What lifts The Escape from a slightly overlong kitchen sink drama are the improvised performances from Gemma Arterton (Tara) and Dominic Cooper (Mark) plus an outstanding sound design and score by Alexandra Hardwood and Anthony John which in some scenes illustrate the core of the problems that Tara is going through.

From the off it is obvious that Tara is having difficulties. In bed before work Mark has his way, clearly upsetting her to the extent that one could question if it was forced. It’s the start of the day that sees her taking the children to school, then shopping, housework, kids, home supper, and Mark. The routine is what it is; day in, day out.

Mark senses something is not right and in confrontation his default is to ask if there is someone else. Tara assures him that she is not having an affair, though his frustration and mistrust are palpable. Taking random trip to London Tara with her free time she explores and lets her mind wander. On the South Bank she picks up a book illustrating the Lady and the Unicorn, and tapestries that represent the senses.

Stimulated by these she returns home to an unresponsive Mark who, as she explains her desires, agrees but is more concerned with a supper he didn’t want. As the days pass the pressures build, the children play up and Tara has a screaming fit at them; things are starting to fall apart.

It comes to a head when Tara packs a bag and goes to Paris - one way. There her senses are liberated as she revels in wonder. She freely walks the streets, enjoys the restaurants eventually finding a place to stay.

Off to see the tapestries she’s followed by a photographer Philippe (Jalil Lespert) whom she acquaints and who can best be described as a disappointment. Picked up by a kindly lady Anne (Marthe Keller), she’s given a place for the night and some good advice. With that she returns home.

The film excels with some excellent work from writer/director Dominic Savage who fixes the characters with tight close ups. The early scenes have Mark almost as a sex maniac with virtually no consideration for Tara. Her distress is tangible and it during a barbecue as she is overwhelmed by its social conformity; a domestic drone that pulses, building, building with no release.

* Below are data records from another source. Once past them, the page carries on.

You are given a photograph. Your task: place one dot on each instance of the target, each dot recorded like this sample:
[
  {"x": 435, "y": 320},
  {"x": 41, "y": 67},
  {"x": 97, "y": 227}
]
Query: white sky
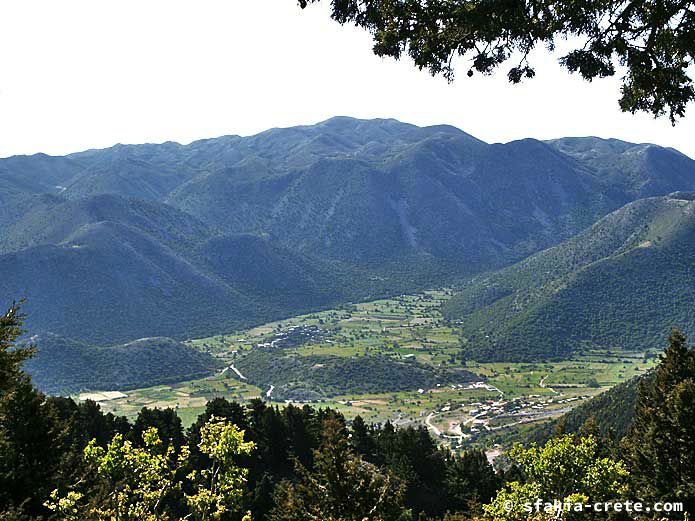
[{"x": 81, "y": 74}]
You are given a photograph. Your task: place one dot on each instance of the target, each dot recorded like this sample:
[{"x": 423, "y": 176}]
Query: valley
[{"x": 415, "y": 375}]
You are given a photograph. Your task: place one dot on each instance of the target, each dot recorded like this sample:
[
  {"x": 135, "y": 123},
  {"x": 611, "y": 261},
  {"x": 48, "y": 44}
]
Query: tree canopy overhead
[{"x": 654, "y": 40}]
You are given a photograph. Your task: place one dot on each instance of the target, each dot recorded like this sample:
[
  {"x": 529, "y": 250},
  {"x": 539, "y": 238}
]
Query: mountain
[
  {"x": 623, "y": 282},
  {"x": 187, "y": 240},
  {"x": 59, "y": 366}
]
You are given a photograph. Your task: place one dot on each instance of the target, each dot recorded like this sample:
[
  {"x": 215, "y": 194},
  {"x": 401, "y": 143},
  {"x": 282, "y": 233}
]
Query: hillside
[
  {"x": 67, "y": 366},
  {"x": 624, "y": 282},
  {"x": 188, "y": 240}
]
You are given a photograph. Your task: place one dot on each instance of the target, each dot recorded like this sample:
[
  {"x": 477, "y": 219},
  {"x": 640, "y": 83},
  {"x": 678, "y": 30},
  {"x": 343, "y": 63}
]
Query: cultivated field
[{"x": 465, "y": 401}]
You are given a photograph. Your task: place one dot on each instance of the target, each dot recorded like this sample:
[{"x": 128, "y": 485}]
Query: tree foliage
[
  {"x": 653, "y": 40},
  {"x": 660, "y": 447},
  {"x": 566, "y": 469},
  {"x": 342, "y": 487}
]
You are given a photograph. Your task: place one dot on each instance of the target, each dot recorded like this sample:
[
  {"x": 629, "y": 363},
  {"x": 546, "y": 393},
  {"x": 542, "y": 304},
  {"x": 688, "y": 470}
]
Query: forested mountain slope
[
  {"x": 624, "y": 282},
  {"x": 178, "y": 240}
]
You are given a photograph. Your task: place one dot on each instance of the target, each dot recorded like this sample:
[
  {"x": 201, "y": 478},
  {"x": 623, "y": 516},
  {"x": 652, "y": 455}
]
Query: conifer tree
[
  {"x": 660, "y": 447},
  {"x": 341, "y": 487}
]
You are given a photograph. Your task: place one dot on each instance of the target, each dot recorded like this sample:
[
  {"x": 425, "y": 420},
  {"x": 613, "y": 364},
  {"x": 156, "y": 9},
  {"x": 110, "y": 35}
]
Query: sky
[{"x": 83, "y": 74}]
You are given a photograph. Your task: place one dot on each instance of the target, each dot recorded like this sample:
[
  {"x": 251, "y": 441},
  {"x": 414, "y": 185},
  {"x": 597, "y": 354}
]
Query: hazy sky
[{"x": 81, "y": 74}]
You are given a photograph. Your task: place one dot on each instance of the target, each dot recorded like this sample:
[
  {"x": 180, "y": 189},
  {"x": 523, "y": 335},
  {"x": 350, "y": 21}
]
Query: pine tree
[
  {"x": 341, "y": 487},
  {"x": 660, "y": 447}
]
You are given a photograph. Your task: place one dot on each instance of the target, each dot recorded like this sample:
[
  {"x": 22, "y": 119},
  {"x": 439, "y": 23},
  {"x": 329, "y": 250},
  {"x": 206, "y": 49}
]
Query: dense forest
[{"x": 65, "y": 460}]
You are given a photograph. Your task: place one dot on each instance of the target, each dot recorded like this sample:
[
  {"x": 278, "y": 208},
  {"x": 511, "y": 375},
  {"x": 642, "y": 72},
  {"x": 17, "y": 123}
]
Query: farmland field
[{"x": 394, "y": 359}]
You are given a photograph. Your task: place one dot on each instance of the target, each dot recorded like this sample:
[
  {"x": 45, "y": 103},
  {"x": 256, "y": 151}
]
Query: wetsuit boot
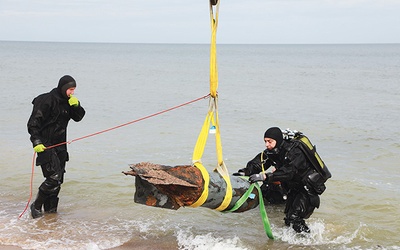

Arterton is pitch perfect as Tara who is mentally and physically imprisoned in a Sisyphean nightmare. Its hinted that it could have been different but circumstances and choices have damned her.

She’s matched by Cooper. Mark is initially a totally unsympathetic character who slowly develops as Cooper gets to grip with a man who knows that something is wrong but just hasn’t the wherewithal to deal with the situation in front of him. Frustrations boil over and while there are suggestions of a darker element to his character it doesn’t descend into violence.

Time will tell if The Escape will be seen as an ‘important’ film for now it explores some very complicated issues that are going to be familiar to many, both men and women.